In your WPS installation, edit `geogrid/GEOGRID.TBL` (or `GEOGRID.TBL.ARW`). Find the entry for the field you are replacing (e.g., `HGT_M` for topography) and add a `rel_path` line pointing to your new dataset:

```
name = HGT_M
    ...
    interp_option = default:average_gcell+four_pt
    rel_path = default:topo_gmted2010_30s/
    rel_path = 3s:topo_custom/
```

The label before the colon (e.g., `3s`) is a resolution tag. Geogrid selects the dataset whose resolution tag best matches each domain's grid spacing:

| Label | Approximate resolution |
|-------|----------------------|
| `30s` | ~1 km (30 arc-seconds) |
| `10s` | ~300 m |
| `3s`  | ~90 m |
| `1s`  | ~30 m |

The `default` entry is used when no better match is found. Higher-resolution data is automatically used for finer nest domains.

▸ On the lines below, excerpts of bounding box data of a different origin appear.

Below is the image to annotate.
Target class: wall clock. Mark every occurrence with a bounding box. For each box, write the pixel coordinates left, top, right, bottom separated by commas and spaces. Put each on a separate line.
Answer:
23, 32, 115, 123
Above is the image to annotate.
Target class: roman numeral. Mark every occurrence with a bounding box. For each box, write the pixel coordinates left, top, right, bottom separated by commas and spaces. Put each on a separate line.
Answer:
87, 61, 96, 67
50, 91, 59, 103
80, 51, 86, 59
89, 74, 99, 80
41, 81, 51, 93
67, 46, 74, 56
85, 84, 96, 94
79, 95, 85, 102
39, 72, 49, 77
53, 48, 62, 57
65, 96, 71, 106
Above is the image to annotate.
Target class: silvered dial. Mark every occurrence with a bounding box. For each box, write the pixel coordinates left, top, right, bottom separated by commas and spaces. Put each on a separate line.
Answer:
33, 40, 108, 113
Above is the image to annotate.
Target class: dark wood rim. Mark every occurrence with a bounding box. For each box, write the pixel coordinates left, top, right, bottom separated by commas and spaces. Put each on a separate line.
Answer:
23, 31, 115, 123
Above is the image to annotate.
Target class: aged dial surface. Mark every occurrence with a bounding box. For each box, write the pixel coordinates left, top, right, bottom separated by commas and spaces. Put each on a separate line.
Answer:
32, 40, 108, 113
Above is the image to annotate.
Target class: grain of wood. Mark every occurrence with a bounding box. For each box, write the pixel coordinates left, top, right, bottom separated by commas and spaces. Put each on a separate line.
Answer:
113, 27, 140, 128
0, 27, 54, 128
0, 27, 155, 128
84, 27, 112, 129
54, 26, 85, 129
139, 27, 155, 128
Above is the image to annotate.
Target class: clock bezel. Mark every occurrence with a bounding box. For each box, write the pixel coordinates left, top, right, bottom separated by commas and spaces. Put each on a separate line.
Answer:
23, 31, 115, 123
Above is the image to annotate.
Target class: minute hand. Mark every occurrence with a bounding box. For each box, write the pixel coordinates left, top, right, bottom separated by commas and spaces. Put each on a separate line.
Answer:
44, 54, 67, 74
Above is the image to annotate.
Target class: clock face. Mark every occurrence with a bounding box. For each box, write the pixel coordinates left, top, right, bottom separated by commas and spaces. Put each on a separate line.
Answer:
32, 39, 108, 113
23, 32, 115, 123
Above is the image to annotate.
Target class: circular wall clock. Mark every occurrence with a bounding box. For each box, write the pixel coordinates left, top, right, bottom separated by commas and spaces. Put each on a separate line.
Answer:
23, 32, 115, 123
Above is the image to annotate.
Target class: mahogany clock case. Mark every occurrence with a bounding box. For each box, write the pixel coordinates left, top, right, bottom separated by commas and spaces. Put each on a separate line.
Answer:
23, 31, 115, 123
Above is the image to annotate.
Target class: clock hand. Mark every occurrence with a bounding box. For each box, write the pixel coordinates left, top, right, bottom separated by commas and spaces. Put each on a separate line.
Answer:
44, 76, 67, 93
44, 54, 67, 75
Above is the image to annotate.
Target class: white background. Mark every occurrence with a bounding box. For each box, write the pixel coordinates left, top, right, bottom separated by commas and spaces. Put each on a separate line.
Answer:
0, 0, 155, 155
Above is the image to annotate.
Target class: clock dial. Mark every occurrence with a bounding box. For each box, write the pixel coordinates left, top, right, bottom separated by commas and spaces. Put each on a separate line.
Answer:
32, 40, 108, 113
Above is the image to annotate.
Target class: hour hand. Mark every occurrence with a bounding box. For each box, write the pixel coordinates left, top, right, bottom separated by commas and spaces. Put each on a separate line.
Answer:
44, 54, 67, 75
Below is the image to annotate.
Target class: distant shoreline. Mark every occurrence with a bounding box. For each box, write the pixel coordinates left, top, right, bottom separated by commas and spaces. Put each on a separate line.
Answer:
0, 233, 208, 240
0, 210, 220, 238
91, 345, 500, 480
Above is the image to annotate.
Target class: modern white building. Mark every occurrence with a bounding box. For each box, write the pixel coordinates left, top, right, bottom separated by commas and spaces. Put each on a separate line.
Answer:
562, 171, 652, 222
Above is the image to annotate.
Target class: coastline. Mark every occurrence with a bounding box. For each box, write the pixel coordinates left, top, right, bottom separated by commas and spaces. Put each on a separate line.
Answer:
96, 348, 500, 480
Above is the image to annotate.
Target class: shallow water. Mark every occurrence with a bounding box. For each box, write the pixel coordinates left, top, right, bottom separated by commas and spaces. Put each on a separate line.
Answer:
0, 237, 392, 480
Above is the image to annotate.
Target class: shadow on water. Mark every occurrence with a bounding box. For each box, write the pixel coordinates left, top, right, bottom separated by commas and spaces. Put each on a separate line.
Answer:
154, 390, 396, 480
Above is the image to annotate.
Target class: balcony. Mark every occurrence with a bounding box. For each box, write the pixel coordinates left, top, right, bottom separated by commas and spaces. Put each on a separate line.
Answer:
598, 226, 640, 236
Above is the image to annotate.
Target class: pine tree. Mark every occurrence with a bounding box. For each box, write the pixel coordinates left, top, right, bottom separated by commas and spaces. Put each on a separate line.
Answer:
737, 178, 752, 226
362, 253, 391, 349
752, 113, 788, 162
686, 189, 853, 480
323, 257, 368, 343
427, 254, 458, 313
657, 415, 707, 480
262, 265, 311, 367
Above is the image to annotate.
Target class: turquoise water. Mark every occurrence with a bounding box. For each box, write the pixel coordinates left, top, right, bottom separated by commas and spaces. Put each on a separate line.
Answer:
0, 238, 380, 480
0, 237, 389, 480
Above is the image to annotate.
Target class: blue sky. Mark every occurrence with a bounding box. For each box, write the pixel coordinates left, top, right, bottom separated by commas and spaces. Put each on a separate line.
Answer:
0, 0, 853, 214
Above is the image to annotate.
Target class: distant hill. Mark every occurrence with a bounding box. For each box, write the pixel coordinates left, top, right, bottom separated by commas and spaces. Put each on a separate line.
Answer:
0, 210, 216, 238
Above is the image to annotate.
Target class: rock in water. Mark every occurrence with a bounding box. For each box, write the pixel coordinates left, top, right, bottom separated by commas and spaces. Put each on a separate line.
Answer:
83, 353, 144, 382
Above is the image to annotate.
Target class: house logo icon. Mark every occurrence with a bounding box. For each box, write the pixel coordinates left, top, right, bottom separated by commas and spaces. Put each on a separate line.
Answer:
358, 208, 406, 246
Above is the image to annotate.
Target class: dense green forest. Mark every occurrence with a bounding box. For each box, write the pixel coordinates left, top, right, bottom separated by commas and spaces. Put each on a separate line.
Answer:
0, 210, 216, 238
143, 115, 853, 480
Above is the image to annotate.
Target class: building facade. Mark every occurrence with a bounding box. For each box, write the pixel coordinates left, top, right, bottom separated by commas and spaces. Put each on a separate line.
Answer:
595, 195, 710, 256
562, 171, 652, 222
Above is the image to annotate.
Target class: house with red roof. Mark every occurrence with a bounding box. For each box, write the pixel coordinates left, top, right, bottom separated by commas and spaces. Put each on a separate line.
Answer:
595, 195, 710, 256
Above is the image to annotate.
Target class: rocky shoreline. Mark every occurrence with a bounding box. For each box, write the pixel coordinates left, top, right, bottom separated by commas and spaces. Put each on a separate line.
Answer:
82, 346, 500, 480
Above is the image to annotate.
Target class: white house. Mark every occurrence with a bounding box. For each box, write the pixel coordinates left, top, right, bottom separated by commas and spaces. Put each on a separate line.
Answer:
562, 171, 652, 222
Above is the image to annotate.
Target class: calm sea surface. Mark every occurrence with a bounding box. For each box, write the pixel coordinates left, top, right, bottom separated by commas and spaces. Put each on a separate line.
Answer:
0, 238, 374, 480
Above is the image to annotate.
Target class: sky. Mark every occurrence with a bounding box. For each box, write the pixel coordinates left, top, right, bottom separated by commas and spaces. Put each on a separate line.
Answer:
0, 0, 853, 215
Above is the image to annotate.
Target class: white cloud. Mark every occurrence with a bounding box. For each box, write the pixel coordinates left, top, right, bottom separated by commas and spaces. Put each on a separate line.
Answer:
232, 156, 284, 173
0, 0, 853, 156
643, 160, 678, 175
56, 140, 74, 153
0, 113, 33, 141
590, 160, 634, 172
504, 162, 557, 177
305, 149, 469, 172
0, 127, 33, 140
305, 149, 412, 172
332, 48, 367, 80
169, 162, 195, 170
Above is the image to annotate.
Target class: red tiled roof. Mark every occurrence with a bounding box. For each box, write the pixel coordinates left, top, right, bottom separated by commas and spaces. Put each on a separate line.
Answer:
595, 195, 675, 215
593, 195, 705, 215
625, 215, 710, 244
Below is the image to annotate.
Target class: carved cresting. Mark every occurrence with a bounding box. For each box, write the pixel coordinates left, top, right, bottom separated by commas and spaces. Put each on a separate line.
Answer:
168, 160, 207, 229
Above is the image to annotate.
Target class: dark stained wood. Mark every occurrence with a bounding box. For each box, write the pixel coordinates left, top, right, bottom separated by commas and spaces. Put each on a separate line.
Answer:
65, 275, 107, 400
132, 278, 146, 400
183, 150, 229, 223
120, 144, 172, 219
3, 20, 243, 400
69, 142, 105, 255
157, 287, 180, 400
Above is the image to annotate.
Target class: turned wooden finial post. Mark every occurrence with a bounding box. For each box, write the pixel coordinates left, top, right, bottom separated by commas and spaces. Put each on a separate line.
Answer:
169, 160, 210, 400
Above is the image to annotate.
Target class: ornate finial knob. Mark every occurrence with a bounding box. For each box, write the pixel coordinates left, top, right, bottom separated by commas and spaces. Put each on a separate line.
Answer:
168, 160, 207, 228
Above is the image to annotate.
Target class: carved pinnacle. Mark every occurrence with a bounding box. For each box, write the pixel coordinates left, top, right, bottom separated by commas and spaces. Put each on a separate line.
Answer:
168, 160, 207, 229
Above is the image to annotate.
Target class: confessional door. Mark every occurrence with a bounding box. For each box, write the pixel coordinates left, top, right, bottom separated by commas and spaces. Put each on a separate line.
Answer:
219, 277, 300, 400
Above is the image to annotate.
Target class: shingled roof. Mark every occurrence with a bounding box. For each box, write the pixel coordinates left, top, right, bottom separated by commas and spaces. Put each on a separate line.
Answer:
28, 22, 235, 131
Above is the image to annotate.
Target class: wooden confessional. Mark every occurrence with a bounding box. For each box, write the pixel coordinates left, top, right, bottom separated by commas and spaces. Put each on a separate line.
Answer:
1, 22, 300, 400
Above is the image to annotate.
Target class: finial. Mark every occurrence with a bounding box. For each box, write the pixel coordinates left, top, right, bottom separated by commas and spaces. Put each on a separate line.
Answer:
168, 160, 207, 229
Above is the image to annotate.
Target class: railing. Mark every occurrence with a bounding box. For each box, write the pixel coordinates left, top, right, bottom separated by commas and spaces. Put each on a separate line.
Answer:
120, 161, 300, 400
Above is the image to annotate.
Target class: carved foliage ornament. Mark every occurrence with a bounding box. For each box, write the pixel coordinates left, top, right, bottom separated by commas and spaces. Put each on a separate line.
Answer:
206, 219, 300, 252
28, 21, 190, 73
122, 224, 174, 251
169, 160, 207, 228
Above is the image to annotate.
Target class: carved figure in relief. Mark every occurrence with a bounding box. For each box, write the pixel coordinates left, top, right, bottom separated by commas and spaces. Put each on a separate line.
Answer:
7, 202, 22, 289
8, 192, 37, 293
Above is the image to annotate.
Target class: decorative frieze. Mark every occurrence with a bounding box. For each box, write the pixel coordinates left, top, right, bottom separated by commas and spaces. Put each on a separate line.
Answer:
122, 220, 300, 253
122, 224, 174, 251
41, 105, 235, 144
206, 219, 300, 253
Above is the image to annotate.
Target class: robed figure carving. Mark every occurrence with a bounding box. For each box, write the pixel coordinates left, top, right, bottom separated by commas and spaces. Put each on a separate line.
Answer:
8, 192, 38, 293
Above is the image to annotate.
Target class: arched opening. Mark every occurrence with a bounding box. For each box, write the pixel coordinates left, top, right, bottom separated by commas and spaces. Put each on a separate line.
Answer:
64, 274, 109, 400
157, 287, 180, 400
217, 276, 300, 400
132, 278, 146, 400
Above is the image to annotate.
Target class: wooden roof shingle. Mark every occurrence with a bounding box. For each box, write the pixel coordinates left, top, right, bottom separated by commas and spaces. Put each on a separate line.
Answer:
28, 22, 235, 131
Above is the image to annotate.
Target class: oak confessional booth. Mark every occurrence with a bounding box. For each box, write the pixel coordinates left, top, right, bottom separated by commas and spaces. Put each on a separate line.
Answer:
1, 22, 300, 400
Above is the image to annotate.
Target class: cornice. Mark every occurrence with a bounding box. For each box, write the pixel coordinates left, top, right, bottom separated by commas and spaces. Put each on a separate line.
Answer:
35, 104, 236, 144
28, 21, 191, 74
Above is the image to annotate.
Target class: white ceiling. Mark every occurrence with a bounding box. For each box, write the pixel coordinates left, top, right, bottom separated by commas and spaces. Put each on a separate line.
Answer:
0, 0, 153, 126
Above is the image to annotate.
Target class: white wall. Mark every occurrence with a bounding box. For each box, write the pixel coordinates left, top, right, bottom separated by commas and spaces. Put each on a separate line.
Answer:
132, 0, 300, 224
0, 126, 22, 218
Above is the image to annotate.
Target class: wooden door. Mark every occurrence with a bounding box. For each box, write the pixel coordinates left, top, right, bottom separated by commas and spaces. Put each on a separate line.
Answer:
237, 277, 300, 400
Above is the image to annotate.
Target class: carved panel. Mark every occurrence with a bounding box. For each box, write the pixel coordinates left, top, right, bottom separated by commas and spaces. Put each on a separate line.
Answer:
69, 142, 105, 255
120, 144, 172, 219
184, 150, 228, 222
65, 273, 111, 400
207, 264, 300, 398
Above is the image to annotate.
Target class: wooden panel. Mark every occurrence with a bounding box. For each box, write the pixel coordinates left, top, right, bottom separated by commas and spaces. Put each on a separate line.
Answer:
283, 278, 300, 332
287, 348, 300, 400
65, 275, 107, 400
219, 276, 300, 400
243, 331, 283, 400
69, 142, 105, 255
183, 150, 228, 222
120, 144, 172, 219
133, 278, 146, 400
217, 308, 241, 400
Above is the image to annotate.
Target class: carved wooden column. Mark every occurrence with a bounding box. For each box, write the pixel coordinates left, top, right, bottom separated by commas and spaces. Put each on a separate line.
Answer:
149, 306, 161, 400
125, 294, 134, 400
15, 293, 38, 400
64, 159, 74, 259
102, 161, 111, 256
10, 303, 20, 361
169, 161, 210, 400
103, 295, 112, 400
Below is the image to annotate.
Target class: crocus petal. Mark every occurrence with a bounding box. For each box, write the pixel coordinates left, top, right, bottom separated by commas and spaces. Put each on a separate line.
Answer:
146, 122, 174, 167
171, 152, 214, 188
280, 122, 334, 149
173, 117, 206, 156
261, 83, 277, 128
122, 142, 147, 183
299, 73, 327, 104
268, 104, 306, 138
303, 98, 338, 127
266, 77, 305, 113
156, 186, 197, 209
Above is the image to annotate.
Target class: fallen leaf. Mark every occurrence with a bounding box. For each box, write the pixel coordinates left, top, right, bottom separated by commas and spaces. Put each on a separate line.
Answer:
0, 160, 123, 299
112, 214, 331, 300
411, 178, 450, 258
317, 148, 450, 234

The `interp_option` controls how source data is interpolated to the WRF grid. See the [WPS interpolation options documentation](https://www2.mmm.ucar.edu/wrf/users/wrf_users_guide/build/html/wps.html#geogrid-metgrid-interpolation-options) for all available methods.

### Step 4: Run geogrid

Run geogrid as usual:

```bash
./geogrid.exe
```

Verify the result by inspecting the relevant field in the output `geo_em.d0X.nc` files:

```python
import xarray as xr

ds = xr.open_dataset("geo_em.d03.nc")
ds["HGT_M"].isel(Time=0).plot()
```

Compare grid-cell values against known reference data to confirm the custom dataset is being used.

## Development

### Setup environment

We use [UV](https://docs.astral.sh/uv/) to manage the development environment and production build.

```bash
uv sync
```

### Run unit tests

You can run all the tests with:

```bash
uv run pytest
```

### Format the code

Execute the following commands to apply linting and check typing:

```bash
uv run ruff check .
uv run black --check --diff .
uv run mypy --install-types --non-interactive geotiff_to_wps
```

To auto-format:

```bash
uv run black .
uv run ruff check --fix .
```

## License

This project is licensed under the terms of the Apache Software License 2.0.